Modeling
Event Modeling Risk Assessment using Linked Diagrams
For details on modeling using EMRALD see the documentation – https://emraldapp.inl.gov/docs/
Constructing an EMRALD model consists of building multiple state diagrams with pieces corresponding to aspects of traditional PRA modeling. This model is most effectively created through the web based GUI, although the GUI does export an XML file that could also be modified with an in-depth knowledge.
At any given moment when running an EMRALD model, it is in a set of states. These states determine what the model is to do; what events to monitor for; and where to transition.
Pieces
The Diagram consists of the following main items:
States – A logical representation for the condition of a component or system.
- Types
- Start – the beginning state when simulation begins (one or more)
- Standard – a normal state representing no special conditions
- Key State – marks a state of interest, to be tracked and reported if in this state at the end of a simulation. (All “End Sates” from traditional PRA should have a corresponding “Key State”)
- Terminal – user-defined simulation stopping point
- Immediate Actions Section – actions taken when a new state is entered
- Event/Action Section – events to look for when in this state and what action to take if the event is triggered
Actions – Actions are executed when entering a state or are performed when an event is triggered.
- Transition – Start, exit, or move to a new state or states. Indicated by arrows on the diagram. Can be probabilistic if moving to more than one state.
- Change Value – Adjusts the value of a variable.
- External Communication – Send a message to an external code such as a 3D simulation.
- Execute Application – Runs a user defined script. Starts up an executable with the results of that script. Runs a second user defined script to post process any results from the executable and adjusts current states according to results of the script.
Events – Monitor for specified criteria and have one or more actions that are executed when that criteria is met.
Time Based Event Types- Timer Event – monitors the current time against a time of interest.

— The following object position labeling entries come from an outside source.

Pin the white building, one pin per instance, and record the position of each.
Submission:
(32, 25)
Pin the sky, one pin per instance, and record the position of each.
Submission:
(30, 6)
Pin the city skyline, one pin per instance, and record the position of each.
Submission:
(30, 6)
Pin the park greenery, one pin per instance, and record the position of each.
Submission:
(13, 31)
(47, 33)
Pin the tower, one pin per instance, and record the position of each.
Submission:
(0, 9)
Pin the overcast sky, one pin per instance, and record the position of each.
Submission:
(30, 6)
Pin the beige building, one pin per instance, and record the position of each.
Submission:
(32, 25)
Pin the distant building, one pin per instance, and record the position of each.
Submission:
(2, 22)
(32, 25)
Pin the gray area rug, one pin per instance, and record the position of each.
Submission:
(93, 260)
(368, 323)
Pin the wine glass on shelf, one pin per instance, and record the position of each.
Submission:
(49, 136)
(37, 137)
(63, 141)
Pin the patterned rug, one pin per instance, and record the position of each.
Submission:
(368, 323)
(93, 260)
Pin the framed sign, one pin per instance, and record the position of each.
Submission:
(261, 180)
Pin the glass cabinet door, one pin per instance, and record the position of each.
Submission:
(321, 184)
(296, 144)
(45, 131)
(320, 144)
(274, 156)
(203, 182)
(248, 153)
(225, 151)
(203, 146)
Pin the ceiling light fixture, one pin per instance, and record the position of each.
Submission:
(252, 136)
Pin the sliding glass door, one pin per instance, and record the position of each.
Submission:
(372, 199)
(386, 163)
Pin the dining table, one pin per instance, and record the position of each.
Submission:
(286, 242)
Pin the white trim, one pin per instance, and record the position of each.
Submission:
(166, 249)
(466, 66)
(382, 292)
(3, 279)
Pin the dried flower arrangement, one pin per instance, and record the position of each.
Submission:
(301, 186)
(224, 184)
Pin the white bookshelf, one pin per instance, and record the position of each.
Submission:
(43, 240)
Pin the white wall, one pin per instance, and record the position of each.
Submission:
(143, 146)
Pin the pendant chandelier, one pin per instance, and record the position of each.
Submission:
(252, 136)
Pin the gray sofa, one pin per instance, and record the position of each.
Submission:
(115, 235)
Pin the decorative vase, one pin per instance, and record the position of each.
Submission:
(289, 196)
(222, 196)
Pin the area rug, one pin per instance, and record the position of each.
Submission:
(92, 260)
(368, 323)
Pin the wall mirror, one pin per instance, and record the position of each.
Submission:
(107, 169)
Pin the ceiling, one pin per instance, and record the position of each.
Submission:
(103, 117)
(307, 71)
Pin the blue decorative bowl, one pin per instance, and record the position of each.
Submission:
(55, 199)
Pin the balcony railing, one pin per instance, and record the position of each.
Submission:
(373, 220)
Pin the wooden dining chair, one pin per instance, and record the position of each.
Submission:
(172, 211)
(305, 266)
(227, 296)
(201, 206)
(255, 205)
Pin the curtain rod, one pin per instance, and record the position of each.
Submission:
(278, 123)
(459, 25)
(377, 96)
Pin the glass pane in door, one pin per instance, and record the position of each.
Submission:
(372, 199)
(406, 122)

- Fail Rate Event – uses the sampling of a given failure rate to determine the execution time
- State Change Event – monitors when entering or exiting a specified state to determine the execution point
- Component Logic Event – evaluates a logic model of component diagrams to determine execution point
- Variable Condition Event – monitors variable values with user-defined code to determine execution point
- External Sim Event – links to an external simulation flag to determine execution point
Diagrams
A model consists of multiple diagrams. Each diagram represents a particular piece of the model and the various conditions or states that this piece of the model can be in. These pieces correlate to aspects of traditional PRA modeling and range from small-scale components to a large scope, overall plant response and design. A diagram contains multiple states with the events that can occur, actions that can be executed and variables used. These all define how the simulation may sift through the diagram over time.

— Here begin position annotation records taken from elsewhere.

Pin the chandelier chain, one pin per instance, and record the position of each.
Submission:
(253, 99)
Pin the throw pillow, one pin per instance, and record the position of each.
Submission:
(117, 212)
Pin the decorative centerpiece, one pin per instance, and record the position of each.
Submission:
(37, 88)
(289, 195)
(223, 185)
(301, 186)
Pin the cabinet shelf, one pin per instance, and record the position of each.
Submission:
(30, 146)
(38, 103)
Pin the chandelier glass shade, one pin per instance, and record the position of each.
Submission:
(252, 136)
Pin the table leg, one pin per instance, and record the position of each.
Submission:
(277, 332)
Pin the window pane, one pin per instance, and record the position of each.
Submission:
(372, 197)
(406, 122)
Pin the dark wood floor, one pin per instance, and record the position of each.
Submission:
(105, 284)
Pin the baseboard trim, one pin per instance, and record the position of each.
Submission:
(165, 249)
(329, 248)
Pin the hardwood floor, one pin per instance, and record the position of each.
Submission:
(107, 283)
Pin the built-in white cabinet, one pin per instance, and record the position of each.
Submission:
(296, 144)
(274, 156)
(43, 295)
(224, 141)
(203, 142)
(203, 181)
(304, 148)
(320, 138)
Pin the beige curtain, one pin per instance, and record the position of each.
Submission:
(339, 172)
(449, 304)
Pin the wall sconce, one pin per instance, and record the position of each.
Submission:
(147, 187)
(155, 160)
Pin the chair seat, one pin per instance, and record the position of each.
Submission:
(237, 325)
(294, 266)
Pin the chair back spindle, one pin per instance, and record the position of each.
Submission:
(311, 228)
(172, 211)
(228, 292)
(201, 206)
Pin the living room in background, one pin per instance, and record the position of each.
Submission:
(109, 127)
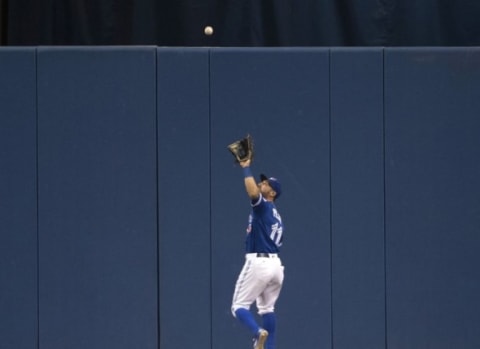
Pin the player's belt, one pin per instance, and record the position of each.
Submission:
(267, 255)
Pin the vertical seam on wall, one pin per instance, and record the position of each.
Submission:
(384, 201)
(37, 196)
(210, 191)
(330, 188)
(157, 194)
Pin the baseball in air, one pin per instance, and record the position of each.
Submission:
(208, 30)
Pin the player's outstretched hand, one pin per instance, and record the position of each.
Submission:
(245, 163)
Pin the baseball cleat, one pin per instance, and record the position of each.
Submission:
(258, 343)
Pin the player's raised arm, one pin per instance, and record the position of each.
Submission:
(250, 185)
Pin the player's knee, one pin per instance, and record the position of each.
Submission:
(235, 307)
(265, 310)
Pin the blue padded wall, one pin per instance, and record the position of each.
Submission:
(358, 269)
(18, 200)
(274, 97)
(184, 198)
(432, 101)
(97, 198)
(123, 215)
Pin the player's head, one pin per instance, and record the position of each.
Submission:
(272, 189)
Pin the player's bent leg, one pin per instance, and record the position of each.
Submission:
(270, 325)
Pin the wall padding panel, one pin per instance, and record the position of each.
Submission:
(358, 265)
(18, 200)
(97, 198)
(432, 101)
(282, 100)
(184, 210)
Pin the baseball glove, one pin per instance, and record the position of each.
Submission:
(242, 149)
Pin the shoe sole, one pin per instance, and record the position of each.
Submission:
(262, 337)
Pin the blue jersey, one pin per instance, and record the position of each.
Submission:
(265, 228)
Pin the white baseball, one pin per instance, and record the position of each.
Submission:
(208, 30)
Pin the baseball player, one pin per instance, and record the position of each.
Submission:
(261, 277)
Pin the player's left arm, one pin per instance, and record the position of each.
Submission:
(250, 185)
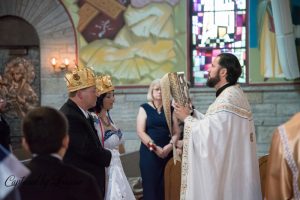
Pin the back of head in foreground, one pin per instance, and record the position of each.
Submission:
(45, 135)
(231, 63)
(44, 130)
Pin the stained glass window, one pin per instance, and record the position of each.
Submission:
(217, 26)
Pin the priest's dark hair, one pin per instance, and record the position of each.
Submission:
(231, 63)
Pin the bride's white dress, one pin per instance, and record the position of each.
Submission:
(117, 184)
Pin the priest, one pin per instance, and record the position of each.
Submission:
(219, 148)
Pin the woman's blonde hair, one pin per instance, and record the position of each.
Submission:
(150, 90)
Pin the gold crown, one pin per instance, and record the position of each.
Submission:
(80, 79)
(103, 84)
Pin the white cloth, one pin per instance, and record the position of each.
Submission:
(219, 151)
(118, 187)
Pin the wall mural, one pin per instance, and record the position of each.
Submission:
(15, 85)
(134, 41)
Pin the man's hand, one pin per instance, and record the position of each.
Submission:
(181, 112)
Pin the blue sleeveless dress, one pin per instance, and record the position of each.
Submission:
(151, 166)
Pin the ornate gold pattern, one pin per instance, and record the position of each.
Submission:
(184, 165)
(104, 84)
(166, 99)
(79, 79)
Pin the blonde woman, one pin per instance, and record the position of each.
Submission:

Additionally, some diagrams (Component and State) can also be evaluated to a Boolean depending on which stat they are currently in. This is a key feature that when combined with a Component Logic Event, can greatly simplify a model. Unlike the more general diagrams like plant response, these diagrams are restricted to only be in one state at a time, in order to execute the evaluation process.
Types of diagrams include Component, System, Plant Response, and External Simulation Integration.
Component Diagrams (encompass PRA Basic Events)
- All aspects of a component can be captured in a simple Component Diagram.
- PRA Basic Events are captured by events in one of the component states.
- Events can be shared between different components (common cause).
- Component state diagrams are required to be “Single State Diagrams” meaning the simulation can only be in one of those states at any given time.
- Each State has a Boolean evaluation value, which can represent things like OK or Failed.
System Diagrams (Fault Trees)
Once components are modeled, a Fault Tree from traditional modeling can be directly converted into System diagram with two states and a special event used to evaluate Boolean logic. The two states are “Active” and “Failed”, with a “Component Logic” event in the active state evaluating the assigned logic whenever a component diagram state changes. If the logic ever evaluates to false, then the current state shifts from “Active” to “Failed”. (See Figure 10) This is similar to a typical PRA model except the logic does not contain any probabilities, just references to the Component diagrams.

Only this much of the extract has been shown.